In subsequent filings in the Southern District of New York, the group’s lawyers portrayed Project Veritas as the victim of an attack on the free press, which is typically protected from subpoenas and searches. In a video condemning the raids, O’Keefe said Veritas —known to publish surreptitiously recorded and selectively edited videos to embarrass liberals and mainstream media outlets—had received the diary from “tipsters” and ultimately declined to publish it. He called on “all Americans, and especially all journalists, to stand with us for the right to free speech and the free press.”

But a little more than two weeks later, after the New York Times published an article about Veritas based on leaked internal legal memos, the group was making a different argument. On November 23, O’Keefe sat in the wood-paneled gallery of a Westchester County trial court while his lawyers in a separate, ongoing defamation case against the Times asked the judge to uphold an order blocking the Times from further disseminating  Veritas’s legal memos, citing attorney-client privilege. Dean Baquet, the Times’ executive editor, denounced the order, signed on November 18, as an unconstitutional example of prior restraint, a form of censorship.

Both the federal investigation and the defamation lawsuit test the limits of what counts as journalism and the privilege that status confers. But the seeming contradiction between Veritas’s positions in them has left media analysts wondering if O’Keefe can really have it both ways—and what it would mean for the future of those journalistic privileges if he did.

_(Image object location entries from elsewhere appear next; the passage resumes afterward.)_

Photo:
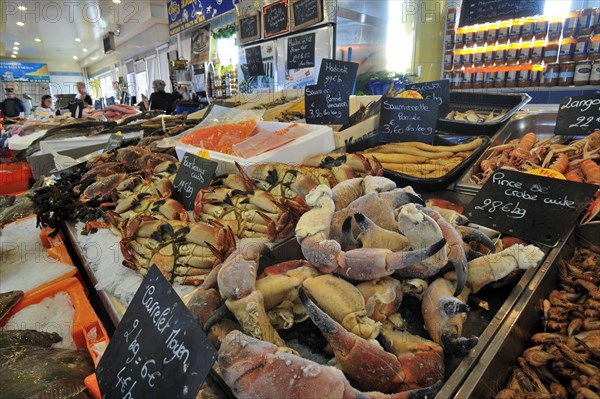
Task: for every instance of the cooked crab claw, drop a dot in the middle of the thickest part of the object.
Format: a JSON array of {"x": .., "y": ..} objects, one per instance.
[
  {"x": 367, "y": 363},
  {"x": 256, "y": 369}
]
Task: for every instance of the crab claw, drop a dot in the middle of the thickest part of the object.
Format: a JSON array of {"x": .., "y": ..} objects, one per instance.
[{"x": 369, "y": 364}]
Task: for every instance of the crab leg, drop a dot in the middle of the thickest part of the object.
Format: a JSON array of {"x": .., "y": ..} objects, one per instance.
[{"x": 365, "y": 362}]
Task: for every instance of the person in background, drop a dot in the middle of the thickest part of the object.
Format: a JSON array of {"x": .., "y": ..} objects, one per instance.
[
  {"x": 82, "y": 94},
  {"x": 45, "y": 110},
  {"x": 160, "y": 99},
  {"x": 12, "y": 106}
]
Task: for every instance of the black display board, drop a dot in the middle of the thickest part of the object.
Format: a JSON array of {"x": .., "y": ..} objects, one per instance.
[
  {"x": 194, "y": 174},
  {"x": 578, "y": 115},
  {"x": 481, "y": 11},
  {"x": 438, "y": 90},
  {"x": 327, "y": 105},
  {"x": 407, "y": 119},
  {"x": 249, "y": 28},
  {"x": 306, "y": 13},
  {"x": 254, "y": 61},
  {"x": 301, "y": 51},
  {"x": 276, "y": 18},
  {"x": 534, "y": 208},
  {"x": 158, "y": 349},
  {"x": 114, "y": 141}
]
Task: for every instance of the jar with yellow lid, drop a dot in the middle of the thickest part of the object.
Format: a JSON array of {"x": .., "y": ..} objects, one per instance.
[
  {"x": 555, "y": 28},
  {"x": 537, "y": 51},
  {"x": 515, "y": 30},
  {"x": 581, "y": 48},
  {"x": 551, "y": 52},
  {"x": 586, "y": 21},
  {"x": 512, "y": 53},
  {"x": 570, "y": 24},
  {"x": 503, "y": 32},
  {"x": 478, "y": 56},
  {"x": 594, "y": 50},
  {"x": 528, "y": 28},
  {"x": 525, "y": 52},
  {"x": 567, "y": 49},
  {"x": 541, "y": 27},
  {"x": 469, "y": 36}
]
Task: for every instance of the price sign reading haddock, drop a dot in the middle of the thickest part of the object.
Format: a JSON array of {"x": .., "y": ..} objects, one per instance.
[{"x": 158, "y": 349}]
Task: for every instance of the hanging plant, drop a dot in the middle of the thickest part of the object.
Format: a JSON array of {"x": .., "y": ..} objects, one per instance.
[{"x": 225, "y": 32}]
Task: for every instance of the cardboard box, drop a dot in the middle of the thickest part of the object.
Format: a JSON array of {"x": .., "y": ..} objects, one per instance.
[
  {"x": 318, "y": 141},
  {"x": 362, "y": 130}
]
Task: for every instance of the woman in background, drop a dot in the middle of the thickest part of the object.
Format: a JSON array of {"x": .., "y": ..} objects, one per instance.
[{"x": 46, "y": 109}]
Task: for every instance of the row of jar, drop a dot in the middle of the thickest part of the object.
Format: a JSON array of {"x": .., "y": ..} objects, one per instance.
[
  {"x": 528, "y": 52},
  {"x": 567, "y": 74},
  {"x": 577, "y": 23}
]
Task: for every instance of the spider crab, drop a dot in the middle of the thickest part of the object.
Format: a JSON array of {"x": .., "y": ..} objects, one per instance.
[{"x": 366, "y": 228}]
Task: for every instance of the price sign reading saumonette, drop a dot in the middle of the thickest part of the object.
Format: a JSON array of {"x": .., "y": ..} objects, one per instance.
[
  {"x": 531, "y": 207},
  {"x": 158, "y": 349},
  {"x": 578, "y": 115},
  {"x": 407, "y": 119}
]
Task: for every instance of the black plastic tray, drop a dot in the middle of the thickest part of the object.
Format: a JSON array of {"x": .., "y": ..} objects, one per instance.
[
  {"x": 464, "y": 101},
  {"x": 417, "y": 183}
]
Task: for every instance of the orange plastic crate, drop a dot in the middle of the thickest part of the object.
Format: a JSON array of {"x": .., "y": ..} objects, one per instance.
[
  {"x": 85, "y": 318},
  {"x": 14, "y": 178}
]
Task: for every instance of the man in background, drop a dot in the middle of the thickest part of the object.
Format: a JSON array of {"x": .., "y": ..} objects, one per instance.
[{"x": 12, "y": 106}]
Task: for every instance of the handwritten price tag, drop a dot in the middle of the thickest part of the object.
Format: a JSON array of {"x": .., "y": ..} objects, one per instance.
[
  {"x": 158, "y": 349},
  {"x": 531, "y": 207}
]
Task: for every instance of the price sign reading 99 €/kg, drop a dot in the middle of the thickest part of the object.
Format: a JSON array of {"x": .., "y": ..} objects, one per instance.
[{"x": 407, "y": 119}]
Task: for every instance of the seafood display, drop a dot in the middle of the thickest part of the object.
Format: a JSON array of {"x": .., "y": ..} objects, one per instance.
[
  {"x": 577, "y": 161},
  {"x": 368, "y": 245},
  {"x": 474, "y": 116},
  {"x": 563, "y": 359}
]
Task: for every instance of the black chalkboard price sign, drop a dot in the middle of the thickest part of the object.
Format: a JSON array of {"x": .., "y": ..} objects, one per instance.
[
  {"x": 193, "y": 175},
  {"x": 306, "y": 13},
  {"x": 534, "y": 208},
  {"x": 482, "y": 11},
  {"x": 327, "y": 105},
  {"x": 578, "y": 115},
  {"x": 158, "y": 349},
  {"x": 438, "y": 90},
  {"x": 276, "y": 18},
  {"x": 301, "y": 51},
  {"x": 254, "y": 61},
  {"x": 249, "y": 28},
  {"x": 407, "y": 119}
]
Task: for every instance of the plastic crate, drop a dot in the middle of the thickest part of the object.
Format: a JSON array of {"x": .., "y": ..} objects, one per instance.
[{"x": 14, "y": 178}]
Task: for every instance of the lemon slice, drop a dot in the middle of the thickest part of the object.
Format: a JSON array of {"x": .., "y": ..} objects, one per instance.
[{"x": 409, "y": 94}]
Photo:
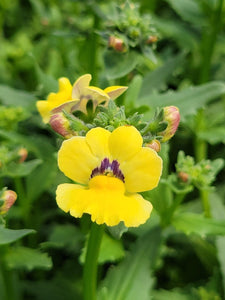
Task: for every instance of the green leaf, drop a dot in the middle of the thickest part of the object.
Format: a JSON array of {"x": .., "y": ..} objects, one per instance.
[
  {"x": 14, "y": 97},
  {"x": 195, "y": 223},
  {"x": 218, "y": 212},
  {"x": 20, "y": 169},
  {"x": 157, "y": 79},
  {"x": 118, "y": 230},
  {"x": 110, "y": 250},
  {"x": 120, "y": 64},
  {"x": 173, "y": 294},
  {"x": 188, "y": 100},
  {"x": 189, "y": 10},
  {"x": 8, "y": 236},
  {"x": 177, "y": 31},
  {"x": 65, "y": 236},
  {"x": 213, "y": 135},
  {"x": 27, "y": 259},
  {"x": 131, "y": 95},
  {"x": 47, "y": 83},
  {"x": 41, "y": 178},
  {"x": 131, "y": 279}
]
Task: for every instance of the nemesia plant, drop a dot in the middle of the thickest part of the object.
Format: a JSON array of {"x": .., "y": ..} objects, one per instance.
[
  {"x": 112, "y": 168},
  {"x": 112, "y": 202},
  {"x": 110, "y": 157},
  {"x": 76, "y": 96}
]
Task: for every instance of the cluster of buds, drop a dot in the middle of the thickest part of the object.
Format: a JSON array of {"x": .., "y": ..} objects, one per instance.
[
  {"x": 200, "y": 175},
  {"x": 67, "y": 125},
  {"x": 172, "y": 117},
  {"x": 7, "y": 199},
  {"x": 117, "y": 44},
  {"x": 15, "y": 155},
  {"x": 129, "y": 29},
  {"x": 162, "y": 128}
]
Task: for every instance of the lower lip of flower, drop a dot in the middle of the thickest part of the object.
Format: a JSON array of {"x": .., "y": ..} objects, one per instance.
[{"x": 108, "y": 168}]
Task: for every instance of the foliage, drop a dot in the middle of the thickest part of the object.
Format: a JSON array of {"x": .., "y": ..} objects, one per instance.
[{"x": 179, "y": 251}]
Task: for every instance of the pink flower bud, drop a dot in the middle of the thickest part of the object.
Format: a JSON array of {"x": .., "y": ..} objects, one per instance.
[
  {"x": 61, "y": 125},
  {"x": 22, "y": 154},
  {"x": 155, "y": 145},
  {"x": 183, "y": 176},
  {"x": 151, "y": 39},
  {"x": 117, "y": 44},
  {"x": 8, "y": 197},
  {"x": 172, "y": 116}
]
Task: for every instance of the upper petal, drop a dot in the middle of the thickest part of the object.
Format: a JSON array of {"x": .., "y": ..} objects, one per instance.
[
  {"x": 105, "y": 201},
  {"x": 80, "y": 84},
  {"x": 98, "y": 139},
  {"x": 115, "y": 91},
  {"x": 76, "y": 160},
  {"x": 142, "y": 172},
  {"x": 125, "y": 142}
]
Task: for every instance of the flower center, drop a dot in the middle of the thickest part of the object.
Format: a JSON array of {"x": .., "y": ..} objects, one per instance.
[{"x": 108, "y": 168}]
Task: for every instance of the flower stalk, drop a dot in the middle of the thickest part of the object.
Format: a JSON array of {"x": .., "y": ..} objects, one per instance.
[{"x": 91, "y": 262}]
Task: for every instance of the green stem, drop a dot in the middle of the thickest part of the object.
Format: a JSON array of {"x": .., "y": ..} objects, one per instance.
[
  {"x": 7, "y": 284},
  {"x": 25, "y": 205},
  {"x": 93, "y": 53},
  {"x": 91, "y": 262},
  {"x": 205, "y": 203},
  {"x": 208, "y": 46},
  {"x": 209, "y": 42}
]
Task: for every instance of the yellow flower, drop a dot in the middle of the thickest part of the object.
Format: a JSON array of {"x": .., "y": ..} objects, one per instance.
[
  {"x": 76, "y": 96},
  {"x": 110, "y": 169}
]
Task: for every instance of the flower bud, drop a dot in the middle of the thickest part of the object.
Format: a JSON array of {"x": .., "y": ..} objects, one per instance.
[
  {"x": 172, "y": 116},
  {"x": 22, "y": 154},
  {"x": 155, "y": 145},
  {"x": 117, "y": 44},
  {"x": 60, "y": 124},
  {"x": 7, "y": 199},
  {"x": 151, "y": 39},
  {"x": 183, "y": 176}
]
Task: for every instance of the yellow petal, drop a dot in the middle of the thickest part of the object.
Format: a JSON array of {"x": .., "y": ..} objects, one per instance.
[
  {"x": 65, "y": 85},
  {"x": 80, "y": 84},
  {"x": 115, "y": 91},
  {"x": 105, "y": 201},
  {"x": 97, "y": 139},
  {"x": 124, "y": 142},
  {"x": 67, "y": 106},
  {"x": 75, "y": 159},
  {"x": 64, "y": 195},
  {"x": 142, "y": 172}
]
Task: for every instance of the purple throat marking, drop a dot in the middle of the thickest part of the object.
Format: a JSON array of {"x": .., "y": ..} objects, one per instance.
[{"x": 107, "y": 168}]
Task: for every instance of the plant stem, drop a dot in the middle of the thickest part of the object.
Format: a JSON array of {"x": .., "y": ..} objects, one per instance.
[
  {"x": 93, "y": 53},
  {"x": 25, "y": 205},
  {"x": 7, "y": 284},
  {"x": 91, "y": 262},
  {"x": 208, "y": 45},
  {"x": 209, "y": 42}
]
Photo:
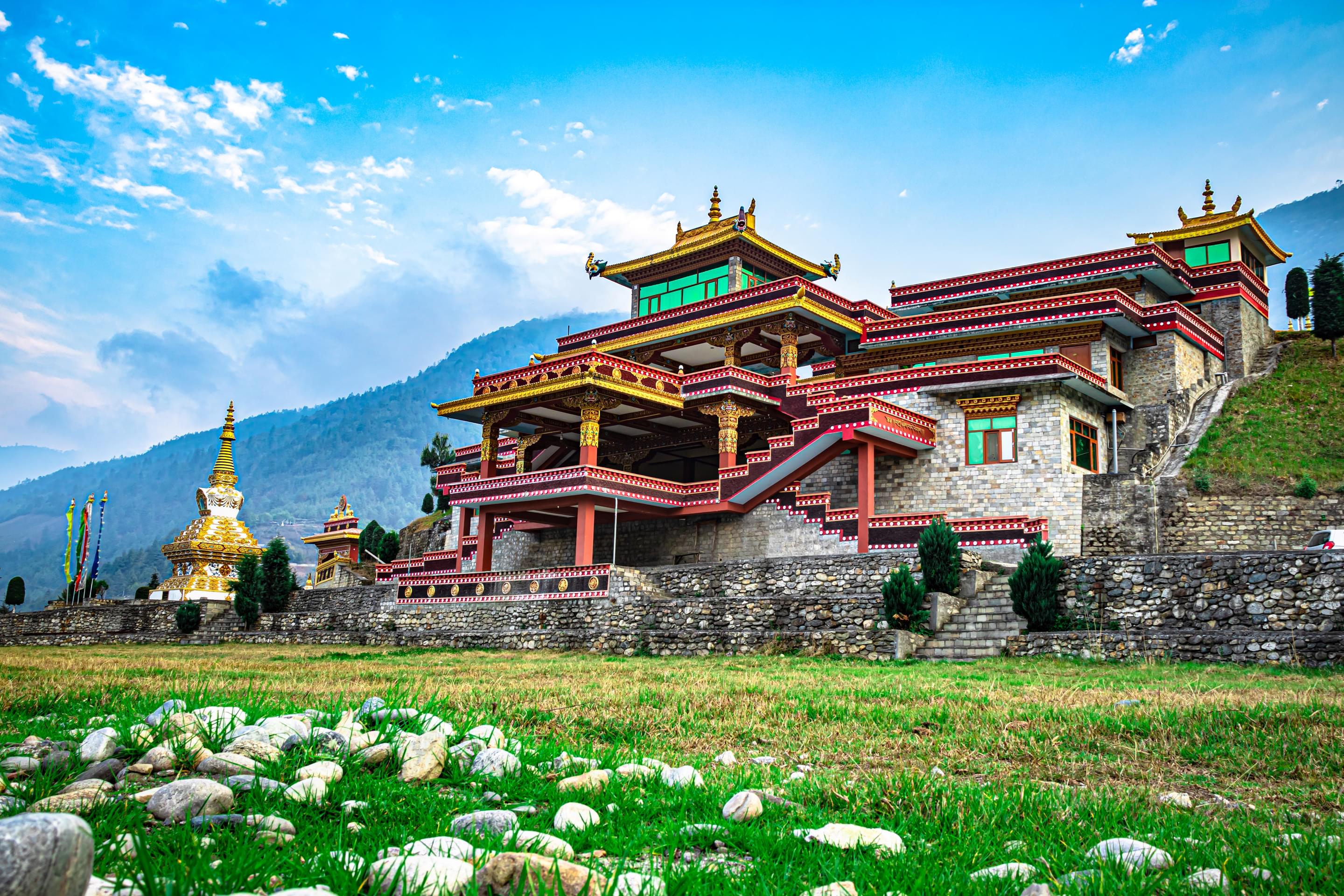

“Trying to say, ‘Hey, we’re going to get the protection of the media here, and how dare you raid our newsroom? But we’re going to go and try to get a prior restraint against the media’? It just doesn’t seem to me to be very principled,” said Lucy Dalglish, dean of the University of Maryland’s college of journalism.

At the Westchester hearing, I had hoped to ask O’Keefe about all this directly. But just as quickly as he’d slipped into the courtroom during the judge’s opening remarks, he sneaked out before the arguments were over. When I later reached him over text, he responded by emailing me a 1,688-word statement: the transcript of a video in which he argued, as far as I could discern, that the difference was that “defamation is not a First Amendment right.” Through his lawyers, he declined an interview to answer specific questions.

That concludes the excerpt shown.